Basic protocol 1 will provide peracetylated 2-azido glucosamine. This precursor can be transformed into 2-azido or 2-alkyne NAM as described in Basic Protocol 2. Basic protocol 3 will result in 3 azido NAM.

Expect fluorescence microscopy results from Basic Protocol 4 are represented in Figure 5. The final 2-AzNAM probe can be purified with utilizing a Waters 2767 Sample Manager with HPLC and SQD2 MS using a Sunfire® Prep C18 OBD 5μm 19×100mm or 4.6×50mm Column or a Maxi-Clean™ SPE C18 plug. Both final purification methods result in labeling of E. coli cell wall (Figure 5). Utilizing the 3-AzNAM probe also results in labeling of the bacteria cells, but the labeling is concentrated to the PG septal division ring as opposed to the entire cell wall with the 2-AzNAM probe. Results from the Basic Protocol 5 show that our NAM probes are being directly incorporated into the bacterial cell wall (Figure 6). Peaks are confirmed by observing the proper isotope pattern with the observed mass within +/− 10 ppm of the expected mass over multiple trials of digestion.

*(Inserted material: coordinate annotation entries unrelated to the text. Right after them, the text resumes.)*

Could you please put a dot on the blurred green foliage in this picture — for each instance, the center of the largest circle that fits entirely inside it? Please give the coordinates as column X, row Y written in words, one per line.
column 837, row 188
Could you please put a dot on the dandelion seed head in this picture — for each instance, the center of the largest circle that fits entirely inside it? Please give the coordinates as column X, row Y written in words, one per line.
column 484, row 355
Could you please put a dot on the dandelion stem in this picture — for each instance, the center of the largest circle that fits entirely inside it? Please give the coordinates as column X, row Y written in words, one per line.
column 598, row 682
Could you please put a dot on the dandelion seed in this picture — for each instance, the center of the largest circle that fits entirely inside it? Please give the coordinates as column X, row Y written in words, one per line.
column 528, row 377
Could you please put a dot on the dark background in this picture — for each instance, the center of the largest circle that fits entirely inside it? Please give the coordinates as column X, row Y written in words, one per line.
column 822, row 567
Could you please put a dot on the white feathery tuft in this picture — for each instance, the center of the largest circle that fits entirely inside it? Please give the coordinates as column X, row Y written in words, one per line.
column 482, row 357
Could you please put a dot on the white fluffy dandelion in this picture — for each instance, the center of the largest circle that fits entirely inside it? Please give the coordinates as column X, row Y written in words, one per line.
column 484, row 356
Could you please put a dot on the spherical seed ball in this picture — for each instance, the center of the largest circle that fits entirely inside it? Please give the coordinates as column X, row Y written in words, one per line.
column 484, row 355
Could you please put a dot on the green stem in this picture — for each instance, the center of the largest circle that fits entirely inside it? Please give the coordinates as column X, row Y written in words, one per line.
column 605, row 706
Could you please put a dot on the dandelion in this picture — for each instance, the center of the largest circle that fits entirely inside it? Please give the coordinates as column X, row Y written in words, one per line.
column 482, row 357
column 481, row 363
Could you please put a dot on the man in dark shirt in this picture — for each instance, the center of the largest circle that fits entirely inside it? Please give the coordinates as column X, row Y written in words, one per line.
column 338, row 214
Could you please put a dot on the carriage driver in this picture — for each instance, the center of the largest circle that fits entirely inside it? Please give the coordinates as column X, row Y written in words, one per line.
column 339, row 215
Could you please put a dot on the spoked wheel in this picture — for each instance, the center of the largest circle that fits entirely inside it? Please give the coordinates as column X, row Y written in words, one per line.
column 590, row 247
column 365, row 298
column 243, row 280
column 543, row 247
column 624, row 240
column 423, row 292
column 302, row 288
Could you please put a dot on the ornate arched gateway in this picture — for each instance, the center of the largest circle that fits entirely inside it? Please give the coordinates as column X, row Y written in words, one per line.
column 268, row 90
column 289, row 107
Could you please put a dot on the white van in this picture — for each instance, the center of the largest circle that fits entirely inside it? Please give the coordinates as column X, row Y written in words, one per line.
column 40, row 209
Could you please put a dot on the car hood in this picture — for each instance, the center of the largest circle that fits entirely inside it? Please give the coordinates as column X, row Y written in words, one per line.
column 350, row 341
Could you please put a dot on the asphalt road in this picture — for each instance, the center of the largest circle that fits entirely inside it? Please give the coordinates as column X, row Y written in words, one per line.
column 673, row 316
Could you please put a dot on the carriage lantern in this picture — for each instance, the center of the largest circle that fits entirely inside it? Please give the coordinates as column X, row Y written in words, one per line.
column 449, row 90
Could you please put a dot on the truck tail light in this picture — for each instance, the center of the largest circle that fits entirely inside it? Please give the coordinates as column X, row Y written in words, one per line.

Taken together, these results demonstrate that the synthetic NAM probes with modifications at the 2 and 3 positions can successfully label E. coli cells in order to study aspects of the bacterial cell wall. These probes can be applied to label a wide variety of bacterial organisms contain the recycling enzymes AmgK and MurU and under the presence of a lethal dose of fosfomycin.

Time Considerations:

Depending on synthetic expertise, the total time to access the 2 and 3 bioorthogonally tagged NAMs is approximately 3 weeks. The bacterial labeling can be accomplished in one day, with bacteria inoculation the day before, and imaged in a few hours. The mass spectrometry verification method can be completed in 3 or 4 days with the addition and growth with the sugar taking one day and the addition of lysozyme occurring 6 times over 3 days.

Significance Statement:

Peptidoglycan (PG) is a component of bacterial cell wall that serves as a recognition element for the human innate immune system. Synthetically derived fragments of PG known as muramyl dipeptide (MDP) with the core structure N-acetyl muramic acid (NAM) are known to initiate an immune response. However, naturally derived NAM fragments of PG remained understudied without a NAM based set of molecular probes. We developed methodology to allow for the metabolic incorporation of NAM bioorthogonal tags into the PG of whole bacterial cells. This approach to fluorescently label the NAM carbohydrate residue of PG using click chemistry provides an accessible chemical biology toolbox that is readily available for microbiologists and immunologists to study NAM-PG interactions.